A core financial platform used by many many hundreds of financial institutions
in the US offers "encryption" of the online banking password, which is stored
in the core DB. (Most of the times, the core system -- which records how much
money you have, your txn history, &c -- is separate from other auxiliary
functions like online banking, and the two are joined with some sort of
gateway.)

The encryption scheme was taking the password, and doing a byte-wise
conversion to EBCDIC for that field. It was trivial to reverse with a one-line
TCL query, but appeared encrypted to the casual observer.

Brittle security theater, but probably allowed this company to hold their nose
and mark off a "data secured at rest" checkbox somewhere.
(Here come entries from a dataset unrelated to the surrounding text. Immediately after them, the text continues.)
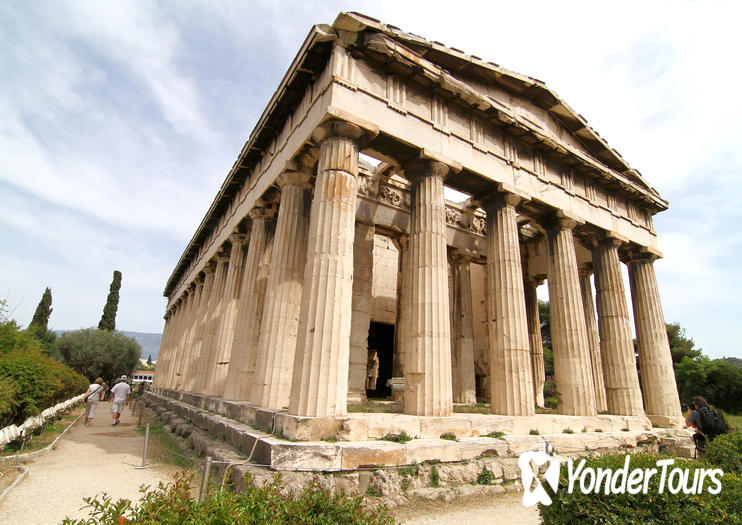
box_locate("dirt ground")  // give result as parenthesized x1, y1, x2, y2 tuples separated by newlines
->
(393, 490, 542, 524)
(0, 400, 183, 525)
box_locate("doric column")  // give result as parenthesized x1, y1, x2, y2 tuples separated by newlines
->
(223, 203, 277, 402)
(626, 251, 683, 427)
(289, 121, 364, 417)
(176, 279, 202, 391)
(524, 276, 546, 408)
(197, 254, 229, 394)
(401, 158, 453, 417)
(206, 234, 249, 396)
(485, 193, 534, 416)
(168, 287, 193, 389)
(155, 307, 176, 389)
(347, 222, 375, 404)
(451, 253, 477, 405)
(578, 267, 608, 413)
(591, 236, 644, 416)
(545, 216, 597, 416)
(189, 260, 218, 393)
(164, 297, 186, 389)
(181, 276, 205, 392)
(252, 170, 312, 409)
(392, 235, 410, 401)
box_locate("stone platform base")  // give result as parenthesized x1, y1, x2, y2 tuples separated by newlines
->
(144, 390, 694, 472)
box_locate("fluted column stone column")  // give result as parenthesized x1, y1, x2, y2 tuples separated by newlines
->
(155, 307, 176, 389)
(169, 286, 196, 390)
(192, 260, 221, 393)
(289, 121, 364, 417)
(178, 278, 203, 391)
(579, 268, 608, 413)
(206, 234, 249, 396)
(392, 236, 410, 402)
(627, 251, 683, 427)
(592, 237, 644, 416)
(347, 222, 375, 403)
(164, 297, 186, 389)
(524, 276, 546, 408)
(545, 217, 597, 416)
(182, 276, 205, 392)
(223, 203, 277, 402)
(451, 253, 477, 405)
(252, 170, 312, 409)
(402, 159, 453, 417)
(485, 193, 535, 416)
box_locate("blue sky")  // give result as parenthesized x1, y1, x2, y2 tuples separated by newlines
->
(1, 1, 740, 360)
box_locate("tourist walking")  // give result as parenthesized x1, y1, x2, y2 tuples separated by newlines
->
(109, 375, 131, 426)
(83, 378, 105, 426)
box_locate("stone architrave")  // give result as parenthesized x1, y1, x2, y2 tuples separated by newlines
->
(592, 236, 644, 416)
(206, 233, 249, 396)
(348, 222, 375, 403)
(252, 170, 312, 409)
(290, 121, 365, 418)
(523, 276, 546, 409)
(485, 192, 535, 416)
(451, 253, 477, 405)
(626, 251, 683, 427)
(186, 262, 216, 393)
(578, 267, 608, 413)
(545, 217, 597, 416)
(402, 158, 453, 417)
(197, 254, 229, 394)
(223, 203, 277, 402)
The encryption of the data transfered between teller workstations and the core
was just as laughable -- XORed against a key sent to the client in plaintext
at the beginning of the session. You didn't even need the key to break it --
using static strings or frequency analysis would suffice.

------
miorel

      A third user thought the length limit suggested that the company may then be storing
      the password themselves rather than hashing them
    

This was my first thought at well, and none of the examples in the article
refute it satisfactorily.

Is there any point at all to capping the maximum length? Are sites worried
that if the 64-character limit is lifted, 64+ character passwords will become
common, leading to a bad user experience?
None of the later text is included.